Local use Explanation of format description terms

LC experience or existing holdings The Library of Congress is represented on the working group for PDF/A (ISO/TC 171/SC 2/WG 5) as well as the PDF Association's EA-PDF (Email Archiving in PDF) LWG. As of December 2025, the Library does not have EA-PDF files in its collections.
LC preference See the Library of Congress Recommended Formats Statement (RFS) for format preferences related to email. The metadata section is influenced by compliance with EA-PDF metadata requirements.

Sustainability factors Explanation of format description terms

Disclosure

Fully documented. Specification version 1.0 was published by the PDF Association in February 2025. Specification was developed under the auspices of the PDF Association's EA-PDF (Email Archiving in PDF) LWG which was part of a 24-month-long project led by the University of Illinois funded by a National Leadership Grant from the Institute of Museum and Library Services. Participation in the EA-PDF LWG is open to members of the PDF Association as well as to experts who wish to participate as either Invited or Liaison experts, subject to PDF Association’s IPR Policy.

    Documentation

EA-PDF: An archival email format based on PDF/A, version 1.0 February 2025.

Adoption Adoption is not wide-spread as of December 2025 in part because tools are still developing. One example is Big Faceless Organization's (BFO) support in BFO Publisher. Another draft project is University of Illinois Urbana-Champaign's (UIUC) Email2Pdf to transform "EML or MBOX into archival PDF files that conform to the EA-PDF specification as output."
    Licensing and patents The EA-PDF specification is under a Creative Commons Attribution 4.0 International License and also notes that "vendors own their respective copyrights and trademarks wherever they are mentioned. Attention is drawn to the possibility that some of the elements of this document may be the subject of patent rights. The PDF Association shall not be held responsible for identifying any or all such patent rights. Users of this document are responsible for independently verifying any and all information."
Transparency See PDF/A_family. For PDF/A-3 and PDF/A-4, transparency and characterization of non-PDF/A-4 embedded files are primary concerns for long-term preservation.
Self-documentation

EA-PDF defines a set of core fields in email headers (see table 4).

Accessibility Features

EA-PDF extends PDF’s Logical Structure and Tagged PDF features to provide enhanced semantics with improved accessibility and reuse of extracted content with an optional custom EA-PDF tag-set with specific role mapping back to the PDF 1.7 standard structure tag set. These custom tags (structure element types) semantically mark up PDF page content streams to identify Core Field information using a custom PDF 2.0 namespace.
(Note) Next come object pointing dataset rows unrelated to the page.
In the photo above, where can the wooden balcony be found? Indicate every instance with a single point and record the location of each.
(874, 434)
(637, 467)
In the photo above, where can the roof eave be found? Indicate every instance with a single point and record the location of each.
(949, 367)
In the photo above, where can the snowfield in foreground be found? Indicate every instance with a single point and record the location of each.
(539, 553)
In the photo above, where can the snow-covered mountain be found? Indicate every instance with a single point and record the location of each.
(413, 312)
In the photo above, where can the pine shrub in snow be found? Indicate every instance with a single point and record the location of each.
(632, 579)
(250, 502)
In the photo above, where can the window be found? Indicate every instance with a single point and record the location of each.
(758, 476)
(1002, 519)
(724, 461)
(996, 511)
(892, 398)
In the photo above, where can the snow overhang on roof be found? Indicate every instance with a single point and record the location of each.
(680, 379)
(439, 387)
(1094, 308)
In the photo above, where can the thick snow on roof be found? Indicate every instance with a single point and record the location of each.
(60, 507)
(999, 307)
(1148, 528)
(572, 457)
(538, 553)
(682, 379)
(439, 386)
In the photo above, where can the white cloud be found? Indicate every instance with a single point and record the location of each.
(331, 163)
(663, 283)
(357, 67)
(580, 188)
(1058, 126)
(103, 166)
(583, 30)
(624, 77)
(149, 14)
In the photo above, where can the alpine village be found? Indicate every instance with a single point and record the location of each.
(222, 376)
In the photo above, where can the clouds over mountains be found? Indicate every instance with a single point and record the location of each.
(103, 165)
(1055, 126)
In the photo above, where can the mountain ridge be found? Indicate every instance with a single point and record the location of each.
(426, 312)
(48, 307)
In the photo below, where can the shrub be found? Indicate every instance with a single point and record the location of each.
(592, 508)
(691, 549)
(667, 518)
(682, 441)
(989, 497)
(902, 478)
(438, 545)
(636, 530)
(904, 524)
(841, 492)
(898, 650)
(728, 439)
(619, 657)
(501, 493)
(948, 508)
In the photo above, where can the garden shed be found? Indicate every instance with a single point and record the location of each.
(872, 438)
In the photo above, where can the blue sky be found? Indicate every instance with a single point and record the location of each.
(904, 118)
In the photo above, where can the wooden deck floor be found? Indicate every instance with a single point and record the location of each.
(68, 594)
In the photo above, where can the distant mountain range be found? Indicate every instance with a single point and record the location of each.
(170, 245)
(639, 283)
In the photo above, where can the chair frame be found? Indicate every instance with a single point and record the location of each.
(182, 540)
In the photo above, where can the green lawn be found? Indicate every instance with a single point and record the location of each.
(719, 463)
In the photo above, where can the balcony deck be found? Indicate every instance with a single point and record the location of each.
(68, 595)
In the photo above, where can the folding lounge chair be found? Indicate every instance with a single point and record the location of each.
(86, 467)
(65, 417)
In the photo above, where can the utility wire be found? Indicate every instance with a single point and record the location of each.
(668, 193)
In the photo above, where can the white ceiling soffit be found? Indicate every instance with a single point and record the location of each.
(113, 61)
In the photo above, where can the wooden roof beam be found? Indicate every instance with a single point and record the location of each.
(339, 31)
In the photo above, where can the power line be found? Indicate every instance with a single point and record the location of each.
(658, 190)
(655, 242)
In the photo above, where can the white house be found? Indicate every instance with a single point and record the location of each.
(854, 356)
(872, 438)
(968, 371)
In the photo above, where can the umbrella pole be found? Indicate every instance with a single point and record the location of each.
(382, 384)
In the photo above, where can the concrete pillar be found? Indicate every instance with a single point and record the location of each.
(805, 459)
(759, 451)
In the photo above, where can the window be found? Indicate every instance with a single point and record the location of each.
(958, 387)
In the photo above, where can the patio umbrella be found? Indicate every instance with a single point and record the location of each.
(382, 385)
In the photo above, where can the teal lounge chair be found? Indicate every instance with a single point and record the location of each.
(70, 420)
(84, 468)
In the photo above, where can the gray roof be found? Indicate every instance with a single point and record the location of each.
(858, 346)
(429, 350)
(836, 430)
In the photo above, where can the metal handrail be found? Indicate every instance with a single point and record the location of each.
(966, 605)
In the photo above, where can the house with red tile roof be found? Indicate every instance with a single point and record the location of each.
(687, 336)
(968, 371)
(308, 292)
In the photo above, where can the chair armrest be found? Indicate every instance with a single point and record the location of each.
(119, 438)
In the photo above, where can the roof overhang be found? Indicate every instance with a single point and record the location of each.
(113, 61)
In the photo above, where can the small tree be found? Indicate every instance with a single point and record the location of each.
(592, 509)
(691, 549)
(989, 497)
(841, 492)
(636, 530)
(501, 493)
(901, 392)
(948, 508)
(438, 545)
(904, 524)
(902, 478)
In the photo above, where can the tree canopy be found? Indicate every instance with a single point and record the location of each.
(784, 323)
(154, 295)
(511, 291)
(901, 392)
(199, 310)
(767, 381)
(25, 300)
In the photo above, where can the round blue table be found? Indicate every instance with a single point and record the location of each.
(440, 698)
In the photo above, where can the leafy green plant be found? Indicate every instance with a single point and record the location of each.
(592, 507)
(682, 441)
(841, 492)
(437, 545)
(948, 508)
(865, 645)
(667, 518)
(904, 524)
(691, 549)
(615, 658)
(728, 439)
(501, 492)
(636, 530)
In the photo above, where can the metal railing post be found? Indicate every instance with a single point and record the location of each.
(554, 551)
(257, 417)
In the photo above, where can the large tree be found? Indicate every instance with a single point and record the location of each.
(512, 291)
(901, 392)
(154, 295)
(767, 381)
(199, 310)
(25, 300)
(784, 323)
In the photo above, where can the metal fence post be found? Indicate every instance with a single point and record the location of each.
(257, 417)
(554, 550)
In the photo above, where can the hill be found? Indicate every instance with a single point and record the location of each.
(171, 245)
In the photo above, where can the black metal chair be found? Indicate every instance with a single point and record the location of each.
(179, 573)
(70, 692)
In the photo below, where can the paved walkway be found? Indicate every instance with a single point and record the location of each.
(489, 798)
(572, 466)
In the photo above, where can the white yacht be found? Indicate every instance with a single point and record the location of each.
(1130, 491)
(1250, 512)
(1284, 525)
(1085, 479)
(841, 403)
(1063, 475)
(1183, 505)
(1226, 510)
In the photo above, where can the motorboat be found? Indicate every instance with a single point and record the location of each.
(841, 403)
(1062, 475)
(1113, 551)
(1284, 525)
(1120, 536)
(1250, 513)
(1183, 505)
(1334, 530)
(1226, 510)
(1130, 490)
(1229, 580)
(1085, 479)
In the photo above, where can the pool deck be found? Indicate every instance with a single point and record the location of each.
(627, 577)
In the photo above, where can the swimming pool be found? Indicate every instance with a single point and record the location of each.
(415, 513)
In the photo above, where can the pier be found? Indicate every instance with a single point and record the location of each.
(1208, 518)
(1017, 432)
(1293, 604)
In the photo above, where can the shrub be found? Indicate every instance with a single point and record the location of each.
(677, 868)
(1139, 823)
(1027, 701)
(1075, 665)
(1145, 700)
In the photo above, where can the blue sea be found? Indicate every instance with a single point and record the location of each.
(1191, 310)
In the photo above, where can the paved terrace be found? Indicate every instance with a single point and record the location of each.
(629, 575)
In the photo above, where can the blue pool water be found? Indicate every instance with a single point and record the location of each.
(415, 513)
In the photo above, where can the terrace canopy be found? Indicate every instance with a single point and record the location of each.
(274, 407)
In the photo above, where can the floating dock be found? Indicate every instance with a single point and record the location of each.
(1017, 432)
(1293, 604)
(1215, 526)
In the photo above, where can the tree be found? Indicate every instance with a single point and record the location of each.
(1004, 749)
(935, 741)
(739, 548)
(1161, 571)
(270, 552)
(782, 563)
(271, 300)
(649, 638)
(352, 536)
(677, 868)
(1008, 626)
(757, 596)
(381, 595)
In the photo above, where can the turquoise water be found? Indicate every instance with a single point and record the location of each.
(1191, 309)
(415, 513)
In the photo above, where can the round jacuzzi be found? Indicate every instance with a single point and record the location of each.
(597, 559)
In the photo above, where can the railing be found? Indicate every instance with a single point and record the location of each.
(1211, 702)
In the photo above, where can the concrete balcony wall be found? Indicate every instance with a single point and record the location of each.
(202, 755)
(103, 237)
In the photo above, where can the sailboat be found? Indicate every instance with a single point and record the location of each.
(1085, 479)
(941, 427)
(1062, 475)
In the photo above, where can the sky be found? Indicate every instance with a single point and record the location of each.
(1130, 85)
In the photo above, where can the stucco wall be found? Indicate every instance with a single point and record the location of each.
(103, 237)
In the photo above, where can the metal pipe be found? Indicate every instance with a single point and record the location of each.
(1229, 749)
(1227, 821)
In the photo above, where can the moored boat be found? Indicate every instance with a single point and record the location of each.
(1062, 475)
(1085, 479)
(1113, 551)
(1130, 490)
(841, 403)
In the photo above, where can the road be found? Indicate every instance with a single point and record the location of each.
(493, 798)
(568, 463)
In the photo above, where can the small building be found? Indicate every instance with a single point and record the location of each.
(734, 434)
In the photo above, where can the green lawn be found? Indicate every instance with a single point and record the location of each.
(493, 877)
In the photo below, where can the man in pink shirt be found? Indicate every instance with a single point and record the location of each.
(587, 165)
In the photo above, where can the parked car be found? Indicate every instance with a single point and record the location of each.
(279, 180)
External dependencies See PDF/A_family.
Technical protection considerations See PDF/A_family.

Quality and functionality factors Explanation of format description terms

Text
Normal rendering See PDF/A_family.
Integrity of document structure See PDF/A_family.
Integrity of layout and display See PDF/A_family.
Support for mathematics, formulae, etc. See PDF/A_family.
Functionality beyond normal rendering See PDF/A_family.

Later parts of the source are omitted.